Konuşurken, yumuşak bir şekilde diz çökme pozisyonuna geçti.
“Demirci İmparator Niso, sizi bu eğlence plajlarına getiren nedir? Elbette sadece aptal oyunumuzu izlemek için değil, değil mi?“
Demirci İmparator’u Niso etkileyici bir figürdü... Altın Saçlı ve Bronz Ten’li, içinden ısı yayıyor gibi görünen kaslı bir Erken Yaratık.
Basit fiziksel gözdağı vermeyi Aşan bir hakimiyet sahibiydi ve sorgusuz sualsiz itaat edilmeye alışkın biri gibi görünüyordu!
Karmaşıklığ’ı Sekstilyonlar’ın Çok Ötesinde’ydi... Ambessa’nın zaten etkileyici birikiminin çok Ötesinde’ydi ve O’nu, Yaşayan Duygusal Varoluşlar ve bazı Erken Yaratıklar’ın yaşadığı BU Tezgâh’ın yoğun nüfusunun bu küçücük bölümünde bile biraz daha güçlü Varoluşlar’dan biri konumuna getiriyordu.
Konuştuğunda, sesi önemli bir talimat veren birinin ağırlığını taşıyordu.

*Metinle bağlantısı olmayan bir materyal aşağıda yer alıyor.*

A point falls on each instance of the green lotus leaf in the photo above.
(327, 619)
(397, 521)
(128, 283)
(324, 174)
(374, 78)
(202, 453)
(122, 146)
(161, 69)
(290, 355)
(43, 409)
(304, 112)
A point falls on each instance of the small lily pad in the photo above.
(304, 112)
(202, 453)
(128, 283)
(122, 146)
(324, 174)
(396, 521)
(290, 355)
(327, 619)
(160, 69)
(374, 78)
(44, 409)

“Yüksek idari kademelerden bir emir geldi. Benden, Sekstilyon aralığında nispeten düşük konumda olan ve ...Henüz tam olarak olgunlaşmamış, ancak aynı gelişim Aşamasındaki Akranlar’ını Aşan olağanüstü Yetenekler Sergileyen birini.“
Bakışları Ambessa’ya sabitlendi.
“Ben de seni seçtim. Bu, senin ve birkaç Varoluş için potansiyel bir fırsat... En seçkin ve uyumlu olanın, Paradoks’un görkemli ışığı altında somut bir takdir kazanması için hemen benimle gel.“
...!
Not: Ne diyeceğimi bilemiyorum. Çoğu Novel’den daha büyük olan Kozmoloji’yi Top’a dönüştürdüler ya. Sustum kaldım ben.
1. 14.Kral Louis Fransa’nın En Altın Çağlar’ını Yaşattı ve Taht’a sadece 5 Yaşında geçti. 72 Yıl’da Taht’ta kaldı. Zaten bu Dünya Rekor’u. Hiç kimse bu kadar Taht’ta kalmadı. 2. Sırada ise Şapur var. Doğar Doğmaz geçti. 70 Yıl Taht’ta kaldı.
2. İlk Tıp Kadın Doktorumuz Safiye Ali.
3. Çocuk Esirgeme Kurum’unu kuran ve aynı zamanda Milletvekili olan kişi Fuat Ummay.
Bu bölümde emeği geçen; çevirmen ve düzenleyici arkadaşların
emeklerinin karşılığı olarak basit bir minnet ifadesi yani teşekkür etmeyi ihmal etmeyelim.